Multimorbidity May Signal Early Psoriatic Arthritis Risk

A population-based cohort study using the Rochester Epidemiology Project assessed the relationship between multimorbidity and the development of psoriatic arthritis (PsA) in patients with psoriasis. While newly diagnosed (incident) patients with psoriasis showed no significant difference in multimorbidity compared with matched controls, those with longstanding (prevalent) psoriasis had significantly higher rates of multiple chronic conditions. Over a median follow-up of 13.3 years, approximately 3% of patients with psoriasis developed PsA. The presence of two or more chronic conditions at the time of psoriasis diagnosis was associated with a nearly threefold increased risk of developing PsA, especially among those with musculoskeletal or psychiatric comorbidities.

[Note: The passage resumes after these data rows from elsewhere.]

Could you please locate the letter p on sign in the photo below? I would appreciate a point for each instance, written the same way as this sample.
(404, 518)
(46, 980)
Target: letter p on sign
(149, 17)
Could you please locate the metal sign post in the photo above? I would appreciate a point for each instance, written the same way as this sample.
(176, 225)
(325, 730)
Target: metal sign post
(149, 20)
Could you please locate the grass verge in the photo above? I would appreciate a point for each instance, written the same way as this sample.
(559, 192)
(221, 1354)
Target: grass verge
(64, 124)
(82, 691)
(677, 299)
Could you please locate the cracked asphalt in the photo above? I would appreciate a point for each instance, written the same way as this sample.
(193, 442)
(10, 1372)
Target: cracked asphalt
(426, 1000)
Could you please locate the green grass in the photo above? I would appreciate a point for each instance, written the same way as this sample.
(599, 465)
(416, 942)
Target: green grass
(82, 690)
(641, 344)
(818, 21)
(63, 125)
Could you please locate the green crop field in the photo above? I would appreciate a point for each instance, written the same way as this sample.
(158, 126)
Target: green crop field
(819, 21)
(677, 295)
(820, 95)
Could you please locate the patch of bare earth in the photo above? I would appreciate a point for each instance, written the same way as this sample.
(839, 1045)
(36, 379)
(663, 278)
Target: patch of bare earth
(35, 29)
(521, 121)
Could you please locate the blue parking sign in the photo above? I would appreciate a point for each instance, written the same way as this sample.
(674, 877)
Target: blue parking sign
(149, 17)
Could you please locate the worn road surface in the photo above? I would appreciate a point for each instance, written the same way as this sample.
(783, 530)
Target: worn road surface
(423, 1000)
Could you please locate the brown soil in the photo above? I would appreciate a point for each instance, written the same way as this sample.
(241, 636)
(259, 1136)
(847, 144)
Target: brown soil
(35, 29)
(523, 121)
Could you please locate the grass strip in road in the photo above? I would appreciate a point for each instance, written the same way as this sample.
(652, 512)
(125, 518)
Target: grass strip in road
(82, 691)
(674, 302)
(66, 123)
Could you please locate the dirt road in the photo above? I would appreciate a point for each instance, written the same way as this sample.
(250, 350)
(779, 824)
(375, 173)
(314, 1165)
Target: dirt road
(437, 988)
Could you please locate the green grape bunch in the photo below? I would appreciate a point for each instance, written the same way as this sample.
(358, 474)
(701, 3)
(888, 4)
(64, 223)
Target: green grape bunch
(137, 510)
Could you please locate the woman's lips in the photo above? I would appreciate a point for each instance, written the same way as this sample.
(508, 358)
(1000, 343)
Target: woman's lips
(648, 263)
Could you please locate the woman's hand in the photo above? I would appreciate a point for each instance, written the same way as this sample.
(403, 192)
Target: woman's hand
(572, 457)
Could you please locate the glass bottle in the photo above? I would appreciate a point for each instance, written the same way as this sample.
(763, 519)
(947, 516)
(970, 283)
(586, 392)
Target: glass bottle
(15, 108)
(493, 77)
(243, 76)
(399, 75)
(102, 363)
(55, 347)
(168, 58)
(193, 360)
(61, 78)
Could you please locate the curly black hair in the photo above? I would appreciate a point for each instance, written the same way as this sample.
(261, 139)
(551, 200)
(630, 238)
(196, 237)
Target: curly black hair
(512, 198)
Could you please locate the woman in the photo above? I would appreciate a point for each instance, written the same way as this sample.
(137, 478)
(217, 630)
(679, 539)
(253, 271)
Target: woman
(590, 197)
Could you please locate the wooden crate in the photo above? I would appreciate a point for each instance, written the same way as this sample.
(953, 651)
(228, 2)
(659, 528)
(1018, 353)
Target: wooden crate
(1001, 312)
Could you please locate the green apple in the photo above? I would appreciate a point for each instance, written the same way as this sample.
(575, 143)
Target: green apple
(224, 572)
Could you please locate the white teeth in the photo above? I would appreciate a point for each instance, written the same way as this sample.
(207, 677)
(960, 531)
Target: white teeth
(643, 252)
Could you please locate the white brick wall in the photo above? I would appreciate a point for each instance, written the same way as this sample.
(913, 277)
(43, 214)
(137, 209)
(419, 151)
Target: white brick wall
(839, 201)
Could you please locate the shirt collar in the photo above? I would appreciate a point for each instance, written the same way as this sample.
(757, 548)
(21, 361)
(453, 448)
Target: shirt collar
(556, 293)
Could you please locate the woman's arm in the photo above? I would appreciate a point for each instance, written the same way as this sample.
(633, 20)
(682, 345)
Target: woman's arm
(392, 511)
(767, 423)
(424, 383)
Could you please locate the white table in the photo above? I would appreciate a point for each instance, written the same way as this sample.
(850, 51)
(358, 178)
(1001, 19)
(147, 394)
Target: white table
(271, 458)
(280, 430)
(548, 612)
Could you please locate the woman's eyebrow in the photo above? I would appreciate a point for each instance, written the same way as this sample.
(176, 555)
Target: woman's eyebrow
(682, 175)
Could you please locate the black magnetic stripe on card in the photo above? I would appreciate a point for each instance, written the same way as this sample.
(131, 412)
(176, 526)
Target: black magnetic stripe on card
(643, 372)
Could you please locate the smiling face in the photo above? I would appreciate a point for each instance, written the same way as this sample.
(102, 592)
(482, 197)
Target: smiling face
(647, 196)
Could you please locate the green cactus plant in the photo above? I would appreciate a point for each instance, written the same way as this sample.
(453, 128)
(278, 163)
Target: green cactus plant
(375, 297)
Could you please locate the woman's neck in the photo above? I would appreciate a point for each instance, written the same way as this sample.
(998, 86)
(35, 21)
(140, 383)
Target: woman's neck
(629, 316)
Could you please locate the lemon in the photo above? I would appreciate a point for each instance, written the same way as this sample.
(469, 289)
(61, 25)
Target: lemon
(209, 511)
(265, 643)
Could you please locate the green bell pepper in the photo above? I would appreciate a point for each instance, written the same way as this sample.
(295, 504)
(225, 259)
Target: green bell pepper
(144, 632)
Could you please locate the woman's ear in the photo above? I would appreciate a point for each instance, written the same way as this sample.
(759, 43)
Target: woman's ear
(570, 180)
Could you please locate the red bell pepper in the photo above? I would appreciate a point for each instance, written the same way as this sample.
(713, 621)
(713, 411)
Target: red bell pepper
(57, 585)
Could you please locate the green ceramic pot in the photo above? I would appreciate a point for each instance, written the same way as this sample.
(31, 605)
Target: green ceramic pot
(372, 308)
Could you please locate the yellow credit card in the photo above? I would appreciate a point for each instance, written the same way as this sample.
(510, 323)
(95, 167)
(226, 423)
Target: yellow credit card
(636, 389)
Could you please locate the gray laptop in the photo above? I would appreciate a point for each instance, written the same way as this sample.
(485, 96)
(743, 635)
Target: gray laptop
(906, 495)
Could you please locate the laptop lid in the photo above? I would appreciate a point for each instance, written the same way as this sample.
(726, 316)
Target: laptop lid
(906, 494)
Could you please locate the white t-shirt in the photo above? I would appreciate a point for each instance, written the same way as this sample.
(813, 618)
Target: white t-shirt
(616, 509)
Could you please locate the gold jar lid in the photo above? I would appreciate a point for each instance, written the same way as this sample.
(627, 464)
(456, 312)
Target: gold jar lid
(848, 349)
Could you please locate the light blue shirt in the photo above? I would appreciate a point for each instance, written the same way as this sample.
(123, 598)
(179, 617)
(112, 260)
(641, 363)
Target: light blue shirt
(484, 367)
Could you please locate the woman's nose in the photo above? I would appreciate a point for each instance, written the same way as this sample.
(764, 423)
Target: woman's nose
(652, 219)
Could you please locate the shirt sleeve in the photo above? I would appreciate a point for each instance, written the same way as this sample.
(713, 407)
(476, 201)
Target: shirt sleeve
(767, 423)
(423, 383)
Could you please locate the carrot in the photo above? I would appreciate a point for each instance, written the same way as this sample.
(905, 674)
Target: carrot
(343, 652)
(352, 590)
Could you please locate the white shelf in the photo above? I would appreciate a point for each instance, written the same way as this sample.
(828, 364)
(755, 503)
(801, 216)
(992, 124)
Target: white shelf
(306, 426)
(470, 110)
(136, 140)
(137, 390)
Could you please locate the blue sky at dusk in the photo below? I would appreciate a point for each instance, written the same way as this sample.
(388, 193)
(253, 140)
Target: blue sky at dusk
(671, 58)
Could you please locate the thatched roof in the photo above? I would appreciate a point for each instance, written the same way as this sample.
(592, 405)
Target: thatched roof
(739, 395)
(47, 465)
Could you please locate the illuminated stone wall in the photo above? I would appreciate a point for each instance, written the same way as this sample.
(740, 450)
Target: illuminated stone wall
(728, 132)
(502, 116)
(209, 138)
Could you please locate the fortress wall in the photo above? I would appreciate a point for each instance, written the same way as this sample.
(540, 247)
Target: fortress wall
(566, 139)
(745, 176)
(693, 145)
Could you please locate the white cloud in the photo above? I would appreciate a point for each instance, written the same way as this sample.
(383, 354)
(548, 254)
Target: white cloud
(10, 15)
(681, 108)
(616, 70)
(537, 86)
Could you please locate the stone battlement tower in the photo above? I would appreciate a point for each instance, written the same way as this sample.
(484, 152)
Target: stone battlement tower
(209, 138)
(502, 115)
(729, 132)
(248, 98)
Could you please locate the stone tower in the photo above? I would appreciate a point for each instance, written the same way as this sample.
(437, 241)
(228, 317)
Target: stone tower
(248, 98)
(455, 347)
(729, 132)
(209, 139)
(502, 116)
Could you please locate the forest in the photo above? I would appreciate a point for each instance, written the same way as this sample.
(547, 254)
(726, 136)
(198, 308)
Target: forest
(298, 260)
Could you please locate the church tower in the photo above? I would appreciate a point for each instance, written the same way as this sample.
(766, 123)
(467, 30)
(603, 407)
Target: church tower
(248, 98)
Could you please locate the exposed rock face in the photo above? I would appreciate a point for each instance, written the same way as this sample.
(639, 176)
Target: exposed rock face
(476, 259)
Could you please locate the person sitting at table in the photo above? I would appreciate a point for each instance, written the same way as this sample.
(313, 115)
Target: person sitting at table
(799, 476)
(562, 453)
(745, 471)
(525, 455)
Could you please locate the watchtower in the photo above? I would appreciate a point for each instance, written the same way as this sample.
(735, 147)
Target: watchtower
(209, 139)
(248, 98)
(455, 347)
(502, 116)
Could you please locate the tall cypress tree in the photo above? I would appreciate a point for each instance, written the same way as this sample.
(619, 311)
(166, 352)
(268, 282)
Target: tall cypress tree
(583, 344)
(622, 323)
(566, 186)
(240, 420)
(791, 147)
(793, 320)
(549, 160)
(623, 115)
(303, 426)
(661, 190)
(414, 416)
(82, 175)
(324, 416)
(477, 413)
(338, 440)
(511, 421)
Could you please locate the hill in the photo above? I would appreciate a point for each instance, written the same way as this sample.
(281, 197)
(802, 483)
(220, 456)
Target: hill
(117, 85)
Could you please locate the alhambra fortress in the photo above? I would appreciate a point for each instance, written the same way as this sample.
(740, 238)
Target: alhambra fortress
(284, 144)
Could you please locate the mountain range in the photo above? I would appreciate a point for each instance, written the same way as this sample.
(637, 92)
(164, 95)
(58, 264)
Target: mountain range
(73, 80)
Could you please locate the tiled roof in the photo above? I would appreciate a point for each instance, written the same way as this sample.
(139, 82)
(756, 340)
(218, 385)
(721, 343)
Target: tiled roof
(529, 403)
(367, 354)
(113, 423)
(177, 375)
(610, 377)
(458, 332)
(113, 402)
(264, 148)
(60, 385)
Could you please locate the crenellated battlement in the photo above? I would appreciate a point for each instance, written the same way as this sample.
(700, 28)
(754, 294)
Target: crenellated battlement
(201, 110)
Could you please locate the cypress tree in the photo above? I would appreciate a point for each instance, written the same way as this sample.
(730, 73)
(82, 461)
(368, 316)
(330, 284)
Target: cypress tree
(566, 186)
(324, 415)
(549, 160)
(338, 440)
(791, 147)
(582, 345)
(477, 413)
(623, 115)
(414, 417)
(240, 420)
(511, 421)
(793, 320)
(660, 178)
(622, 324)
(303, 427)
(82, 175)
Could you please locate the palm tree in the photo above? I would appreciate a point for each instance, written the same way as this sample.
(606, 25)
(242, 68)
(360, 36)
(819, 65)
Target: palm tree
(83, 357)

These findings suggest that patients with psoriasis may develop multimorbidity more rapidly than the general population, and that the presence of multiple chronic conditions at diagnosis could serve as an early signal for heightened PsA risk. Notably, multimorbidity was linked to PsA development regardless of psoriasis severity, reinforcing the need for vigilant monitoring across all patients psoriasis. The study highlights the importance of recognizing and managing comorbidities—particularly nonspecific musculoskeletal symptoms and mood disorders—as potential indicators of PsA risk, underscoring the need for integrated, proactive care strategies.

Reference: Karmacharya P, Chakradhar R, Hulshizer CA, et al. Multimorbidity in psoriasis as a risk factor for psoriatic arthritis: a population-based study. Rheumatology (Oxford). 2025 Apr 1;64(4):2199-2203. doi: 10.1093/rheumatology/keae040. PMID: 38291896; PMCID: PMC11962958.